The Yakima Valley has been effectively represented on the earth of sports activities.
There was alpine skier Phil Mahre, New York Yankees pitcher and pitching coach Mel Stottlemyre Sr., receiver Cooper Kupp with the Los Angeles Rams and MarJon Beauchamp with the Milwaukee Bucks.
And on the earth of boxing, Henry Woods practically received the world welterweight boxing title.
Woods was born Aug. 16, 1914, in Yakima, the son of John and Della Woods, who had been constitution members of Bethel African Methodist Episcopal Church, the place Della was organist.
His introduction to boxing got here from his grandfather, Jasper P. Evans, a Civil Struggle veteran who got here to the Valley searching for a brand new life. Woods later began coaching as a boxer on the Yakima YMCA.
“He was a real boxer,” his brother, John, mentioned in a 1990 interview with the Yakima Herald-Republic. “He had one of many hardest-punching left palms of any boxer. He was lightning fast afoot and had fast palms.
“He was only a good fighter.”
His first public struggle was in 1927 when, as a 12-year-old, he was one in every of 5 fighters in a battle royale at what’s now State Honest Park. In that struggle, Woods fought a bigger man to a draw.

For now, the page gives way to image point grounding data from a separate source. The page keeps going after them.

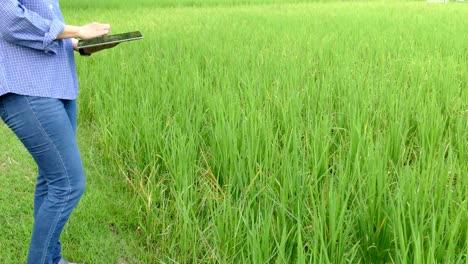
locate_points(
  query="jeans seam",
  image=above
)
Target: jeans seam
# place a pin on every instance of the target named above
(3, 111)
(49, 237)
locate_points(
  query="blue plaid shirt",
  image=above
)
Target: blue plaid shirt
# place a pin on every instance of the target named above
(32, 61)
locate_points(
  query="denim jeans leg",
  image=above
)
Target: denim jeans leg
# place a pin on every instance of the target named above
(46, 127)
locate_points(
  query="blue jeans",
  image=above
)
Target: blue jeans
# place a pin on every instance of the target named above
(47, 128)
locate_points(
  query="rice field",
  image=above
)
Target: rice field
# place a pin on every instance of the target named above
(285, 132)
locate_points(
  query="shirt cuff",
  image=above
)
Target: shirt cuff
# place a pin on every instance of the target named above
(50, 42)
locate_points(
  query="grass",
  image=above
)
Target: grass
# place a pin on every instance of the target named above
(103, 228)
(329, 132)
(323, 133)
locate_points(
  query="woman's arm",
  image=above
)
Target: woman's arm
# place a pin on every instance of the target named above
(88, 31)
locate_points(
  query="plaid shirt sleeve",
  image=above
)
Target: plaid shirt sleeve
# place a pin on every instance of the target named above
(26, 28)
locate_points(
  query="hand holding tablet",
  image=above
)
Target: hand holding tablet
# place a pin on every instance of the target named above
(90, 46)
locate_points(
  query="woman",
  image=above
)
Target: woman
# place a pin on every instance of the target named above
(38, 90)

Together with his mother and father’ permission, Woods began his boxing profession in 1929 beneath promoter Artwork Milbrandt. He additionally labored together with his uncle, Michael Porter.
He rapidly made his mark within the sport, profitable his first 66 skilled bouts.
In 1932, Woods grew to become the primary skilled light-weight boxing champion of Washington, beating Albie Davies by a choice in a 10-round match earlier than a sold-out crowd at The Capitol Theatre.
He moved to California and joined a gaggle of boxers that included the world’s light-weight champion, Henry Armstrong.
In California, Woods moved up into the welterweight division in 1935 to tackle Barney Ross for the world championship. Woods went the complete 12 rounds with the defending champ, solely to lose by a choice.
Some attributed the loss to Woods spraining his ankle early within the struggle; the ache slowed him down.
However the loss didn’t section him, his brother mentioned.
“To him, it was simply one thing that’ll occur within the ring,” John Woods mentioned.
Woods briefly stop boxing a 12 months later as a consequence of promotional issues and moved again to Yakima, the place he continued to work out on the YMCA and coach boys within the sport.
He returned professionally to the ring in 1937, profitable the state’s light-weight title.
His final struggle was in 1942, stepping in as a last-minute substitute in opposition to Juan Zurita, who beat the unprepared Woods in a 10-round resolution.
After retiring from skilled boxing, Woods labored as a shipbuilder in Tacoma, persevering with to work with boxing golf equipment there. In 1977, he returned to Yakima after his father’s loss of life to be together with his mom.
He died at St. Elizabeth’s Hospital of congestive coronary heart failure Jan. 30, 1990, and is buried together with his mother and father in Tahoma Cemetery, his tombstone recounting his state boxing championship.
It Occurred Here’s a weekly historical past column by Yakima Herald-Republic reporter Donald W. Meyers. Attain him at dmeyers@yakimaherald.com. Sources for this week’s column embrace “Early African People in Our Yakima Valley Historical past” compiled by Gilbert Chandler and Ester Huey, familysearch.org, findagrave.com and the archives of the Yakima Herald-Republic.